We define an integer encoding of a finite set A of elements to be a bijection $σ : A \to [1, | A |]$ , where we denote by $[A]$ the set $[1, | A |]$ of integers. Introduce an integer coding of each of the sets $Λ^{int} (D_{π})$ , $Λ^{ex} (D_{π})$ , $Γ^{int} (D_{π})$ and $F (D_{π})$ . Let ${[a]}^{int}$ (resp., ${[a]}^{ex}$ ) denote the coded integer of an element $a \in Λ^{int} (D_{π})$ (resp., $a \in Λ^{ex} (D_{π})$ ), $[γ]$ denote the coded integer of an element $γ$ in $Γ^{int} (D_{π})$ and $[ψ]$ denote an element $ψ$ in $F (D_{π})$ .

For each chemical element $a \in Λ$ , let $mass (a)$ and $val (a)$ denote the mass and valence of $a$ , respectively. In our model, we use integers ${mass}^{*} (a) = ⌊ 10 \cdot mass (a) ⌋$ , $a \in Λ$ .

We define the feature vector $f (G)$ of a chemical graph $G = (H, α, β) \in D_{π}$ to be a vector that consists of the following non-negative integer descriptors ${dcp}_{i} (G)$ , $i \in [1, K]$ , where $K = 17 + | Λ^{int} (D_{π}) | + | Λ^{ex} (D_{π}) | + | Γ^{int} (D_{π}) | + | F (D_{π}) |$ .

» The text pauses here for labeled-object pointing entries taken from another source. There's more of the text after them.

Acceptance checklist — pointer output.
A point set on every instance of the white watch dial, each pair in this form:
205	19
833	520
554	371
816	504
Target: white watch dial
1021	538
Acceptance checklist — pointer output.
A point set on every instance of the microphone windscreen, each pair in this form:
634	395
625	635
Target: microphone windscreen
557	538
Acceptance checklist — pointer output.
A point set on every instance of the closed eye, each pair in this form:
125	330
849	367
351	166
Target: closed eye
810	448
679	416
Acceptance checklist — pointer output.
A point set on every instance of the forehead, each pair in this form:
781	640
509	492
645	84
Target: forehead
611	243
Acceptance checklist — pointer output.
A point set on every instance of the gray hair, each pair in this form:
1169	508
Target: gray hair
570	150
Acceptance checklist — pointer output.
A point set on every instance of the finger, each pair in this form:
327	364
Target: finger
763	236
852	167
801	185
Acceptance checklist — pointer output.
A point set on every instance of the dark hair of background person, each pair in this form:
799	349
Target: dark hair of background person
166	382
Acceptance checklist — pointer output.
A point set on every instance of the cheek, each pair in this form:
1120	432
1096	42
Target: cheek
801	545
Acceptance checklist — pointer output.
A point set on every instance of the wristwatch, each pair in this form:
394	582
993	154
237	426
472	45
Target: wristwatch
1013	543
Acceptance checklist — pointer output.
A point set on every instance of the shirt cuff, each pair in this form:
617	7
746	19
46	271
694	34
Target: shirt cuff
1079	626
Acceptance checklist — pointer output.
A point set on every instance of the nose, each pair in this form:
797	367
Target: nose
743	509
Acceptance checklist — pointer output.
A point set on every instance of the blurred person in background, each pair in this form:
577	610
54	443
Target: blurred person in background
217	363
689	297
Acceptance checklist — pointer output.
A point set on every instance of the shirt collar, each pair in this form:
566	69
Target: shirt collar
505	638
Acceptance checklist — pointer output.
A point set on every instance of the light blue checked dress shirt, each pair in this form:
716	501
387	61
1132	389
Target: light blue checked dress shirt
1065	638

${dcp}_{1} (G)$ : the number $n (G) = | V (G) |$ of vertices in G.
${dcp}_{2} (G)$ : the number $| V^{int} (G) |$ of interior-vertices in G.
${dcp}_{3} (G)$ : the average $\bar{ms} (G)$ of mass $^{*}$ over all non-hydrogen atoms in G, i.e., $\bar{ms} (G) ≜ \sum_{v \in V (G)} {mass}^{*} (α (v)) / n (G)$ .
${dcp}_{i} (G)$ , $i = 3 + d, d \in [1, 4]$ : the number ${dg}_{d} (G)$ of interior-vertices of degree d in G.
${dcp}_{i} (G)$ , $i = 7 + d, d \in [1, 4]$ : the number ${dg}_{d}^{int} (G)$ of interior-vertices of interior-degree ${deg}_{(V^{int}, E^{int})} (v) = d$ in the interior $(V^{int}, E^{int})$ of G.
${dcp}_{i} (G)$ , $i = 11 + d, d \in [0, 3]$ : the number ${hydg}_{d} (G)$ of vertices in G of hydro-degree ${deg}_{hyd} (v) = d$ .
${dcp}_{i} (G)$ , $i = 15 + m$ , $m \in [2, 3]$ : the number ${bd}_{m}^{int} (G)$ of interior-edges with bond multiplicity m in G, i.e., ${bd}_{m}^{int} (G) ≜ {e \in E^{int} ∣ β (e) = m}$ .
${dcp}_{i} (G)$ , $i = 17 + {[a]}^{int}$ , $a \in Λ^{int} (D_{π})$ : the frequency ${na}_{a}^{int} (G)$ of chemical element $a$ in the set of interior-vertices in G.
${dcp}_{i} (G)$ , $i = 17 + | Λ^{int} (D_{π}) | + {[a]}^{ex}$ , $a \in Λ^{ex} (D_{π})$ : the frequency ${na}_{a}^{ex} (G)$ of chemical element $a$ in the set of exterior-vertices in G.
${dcp}_{i} (G)$ , $i = 17 + | Λ^{int} (D_{π}) | + | Λ^{ex} (D_{π}) | + [γ]$ , $γ \in Γ^{int} (D_{π})$ : the frequency ${ec}_{γ} (G)$ of edge-configuration $γ$ in the set of interior-edges $e \in E^{int}$ in G.
${dcp}_{i} (G)$ , $i = 17 + | Λ^{int} (D_{π}) | + | Λ^{ex} (D_{π}) | + | Γ^{int} (D_{π}) | + [ψ]$ , $ψ \in F (D_{π})$ : the frequency ${fc}_{ψ} (G)$ of fringe-configuration $ψ$ in the set of $ρ$ -fringe-trees in G.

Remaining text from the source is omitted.